El protagonista principal de la novela. Veinte años, inteligente, fiel, un amante puro de la verdad y la justicia que no es enfermizamente emocional. Como reacción al declive moral del mundo, entra en un monasterio y se convierte en discípulo del famoso y compasivo stárets Zosima, en cuyo milagro cree de todo corazón. Debido a su carácter, que no juzga a nadie, actúa con bondad y no alberga odio, todos lo respetan y le confían sus secretos. A medida que se desarrollan los acontecimientos, esta pureza será puesta a prueba en medio de las pasiones más depravadas de los Karamázov.

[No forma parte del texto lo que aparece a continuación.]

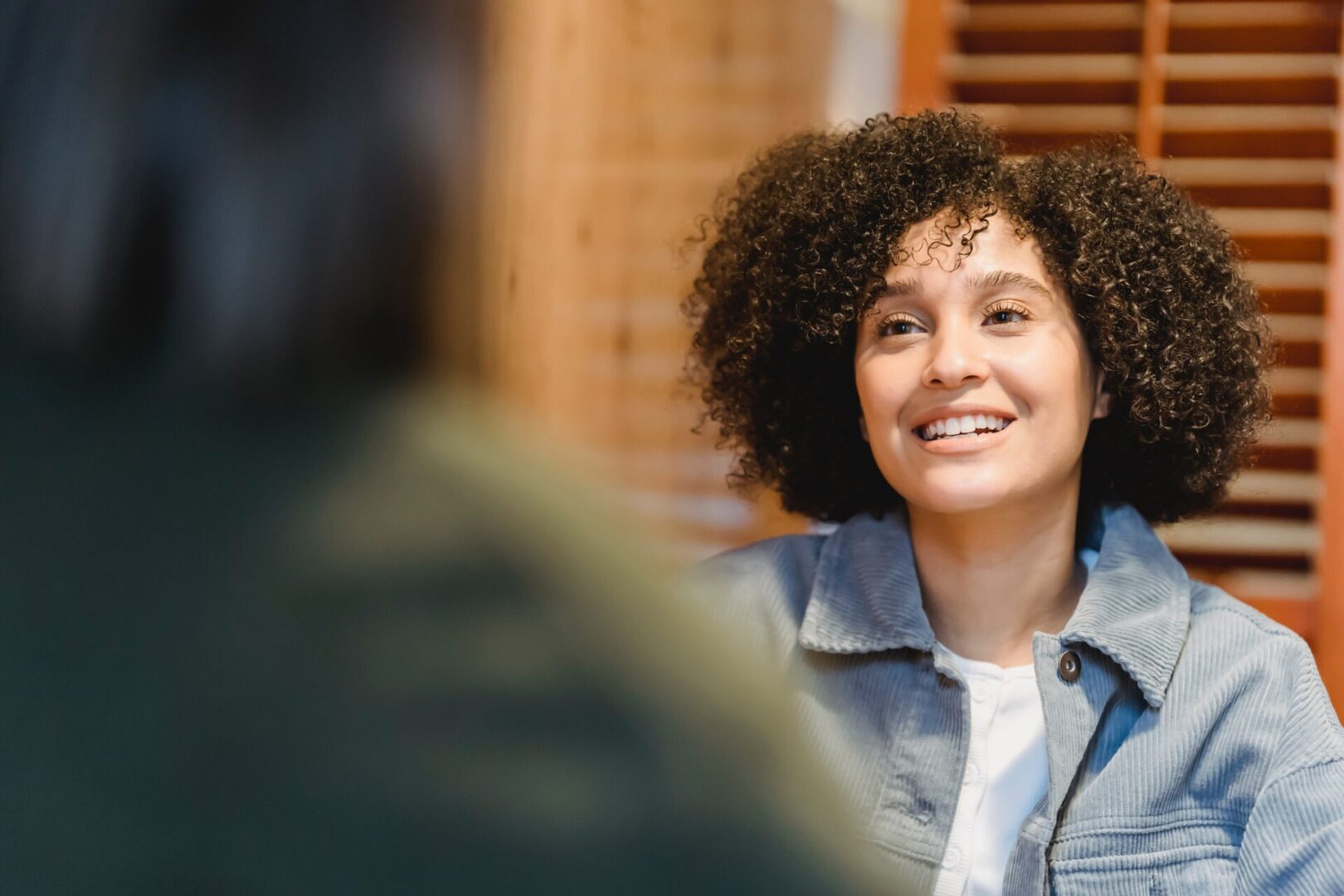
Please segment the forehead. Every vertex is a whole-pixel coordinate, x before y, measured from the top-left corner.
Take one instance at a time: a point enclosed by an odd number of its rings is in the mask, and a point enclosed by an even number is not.
[[[969,239],[969,246],[962,240]],[[1055,285],[1035,236],[1019,236],[1004,212],[960,222],[942,214],[915,222],[900,238],[902,261],[887,271],[887,282],[918,285],[980,279],[989,271],[1023,274],[1051,290]],[[969,250],[969,253],[968,253]]]

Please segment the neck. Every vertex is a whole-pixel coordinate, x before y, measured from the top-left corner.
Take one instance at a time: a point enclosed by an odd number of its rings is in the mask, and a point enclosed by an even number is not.
[[[953,652],[1001,666],[1032,661],[1035,631],[1060,631],[1086,572],[1075,555],[1078,489],[1017,506],[910,513],[925,613]]]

Guarda el recuerdo de una tarde de verano, cuando tenía cuatro años y su madre Sofya (la epiléptica) Ivánovna extendió la mano hacia un icono mientras lo sostenía, como un milagro en su mente. Criado por Yefim Petróvich, interrumpió inesperadamente su educación un año antes de terminar la escuela secundaria y regresó a casa con su padre, entrando efectivamente en el monasterio. Es un joven al que le gusta caminar solo, pero que es muy estimado por todos.

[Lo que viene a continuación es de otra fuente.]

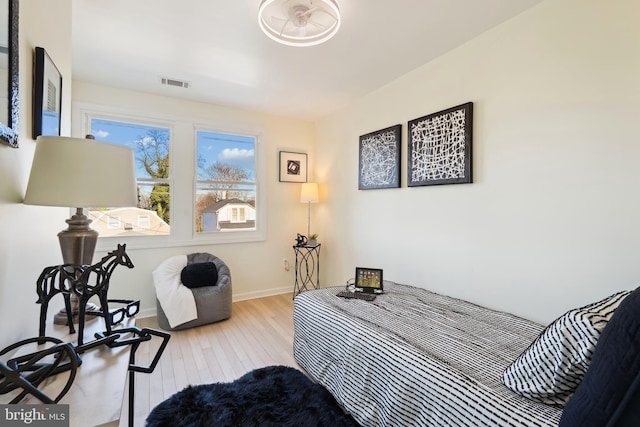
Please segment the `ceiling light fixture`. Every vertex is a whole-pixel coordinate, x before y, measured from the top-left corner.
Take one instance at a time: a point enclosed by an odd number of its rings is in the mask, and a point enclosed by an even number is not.
[[[271,39],[287,46],[314,46],[340,28],[336,0],[261,0],[258,24]]]

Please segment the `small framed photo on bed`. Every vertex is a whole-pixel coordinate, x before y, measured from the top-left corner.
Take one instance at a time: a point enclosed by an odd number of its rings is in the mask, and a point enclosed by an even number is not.
[[[361,135],[358,155],[358,190],[400,188],[402,125]]]

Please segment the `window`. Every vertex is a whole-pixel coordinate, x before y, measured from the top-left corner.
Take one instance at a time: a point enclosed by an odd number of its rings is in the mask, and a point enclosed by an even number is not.
[[[82,118],[75,133],[131,147],[136,159],[138,206],[87,213],[100,236],[97,250],[112,250],[113,238],[128,249],[266,239],[266,161],[259,128],[236,123],[234,130],[224,130],[220,123],[83,103],[73,108]],[[119,218],[118,229],[107,228],[110,217]]]
[[[170,129],[145,123],[134,123],[99,117],[90,118],[90,131],[97,141],[130,147],[136,162],[138,206],[128,209],[100,209],[107,229],[113,229],[115,218],[127,224],[129,235],[162,236],[171,232],[171,197],[169,180]],[[114,169],[117,171],[117,168]],[[96,207],[99,208],[99,207]],[[97,210],[97,209],[96,209]],[[118,217],[113,216],[118,211]],[[93,217],[98,218],[93,215]],[[146,218],[146,219],[142,219]],[[135,224],[135,225],[134,225]],[[101,235],[104,226],[99,220],[92,224]]]
[[[196,131],[195,231],[256,230],[256,137]]]
[[[149,215],[138,215],[138,227],[149,228],[150,224]]]

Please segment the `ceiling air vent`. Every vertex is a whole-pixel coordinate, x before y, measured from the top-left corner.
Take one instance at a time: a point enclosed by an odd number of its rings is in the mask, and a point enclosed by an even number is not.
[[[166,86],[183,87],[189,89],[191,82],[186,80],[170,79],[169,77],[160,77],[160,83]]]

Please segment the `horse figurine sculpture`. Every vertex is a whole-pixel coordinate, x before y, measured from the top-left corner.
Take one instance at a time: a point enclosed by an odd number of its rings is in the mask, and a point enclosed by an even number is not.
[[[104,317],[106,334],[111,334],[111,316],[109,314],[109,280],[113,270],[119,265],[133,268],[131,259],[125,252],[126,245],[118,244],[118,248],[105,255],[100,262],[93,265],[63,264],[46,267],[38,278],[36,290],[40,307],[40,332],[45,336],[47,308],[54,295],[62,293],[67,311],[69,333],[75,333],[73,325],[73,311],[71,308],[71,293],[78,297],[78,345],[83,343],[86,308],[89,299],[97,296],[100,300],[100,316]]]

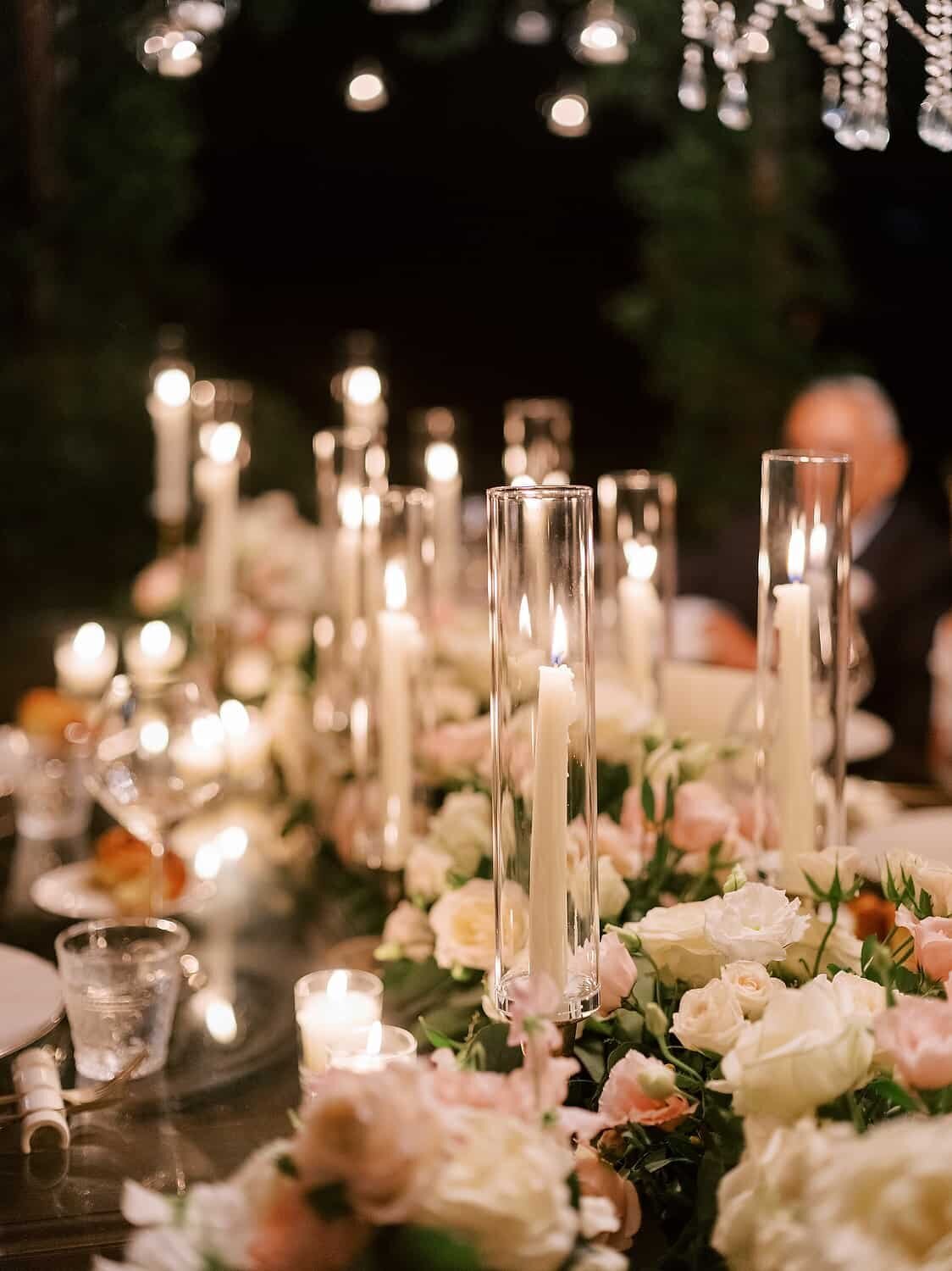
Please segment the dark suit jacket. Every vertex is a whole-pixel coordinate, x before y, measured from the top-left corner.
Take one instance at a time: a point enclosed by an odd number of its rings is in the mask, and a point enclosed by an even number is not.
[[[679,590],[730,605],[756,630],[758,545],[755,517],[732,522],[713,549],[683,557]],[[876,583],[862,614],[876,683],[862,705],[895,732],[890,752],[862,771],[886,780],[925,780],[932,693],[927,661],[935,623],[952,609],[948,534],[900,496],[855,563]]]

Un joven de veinte años, robusto, de mejillas sonrosadas, alto y larguirucho, con una tez clara. Sus ojos son de color gris oscuro, alertas y brillantes. Viste la larga túnica negra del monasterio y camina por la ciudad con este atuendo.
Lise Hohlakova
La muchacha cuyos comportamientos histéricos acepta con indulgencia y con quien forja un afecto con gravedad casi infantil.
Staretz Zosima
Su maestro, venerado por encima de su propio padre. Su muerte le presagia el más profundo abismo de desdichas.
İvan Fyodoroviç
El hermano mayor cuya inteligencia le fascina y le atemoriza al mismo tiempo.
Dmitri Fyodoroviç
El hermano mayor con quien, a pesar del abismo que los separa, se entiende más profundamente y ante cuya vacilante conciencia sirve de espejo.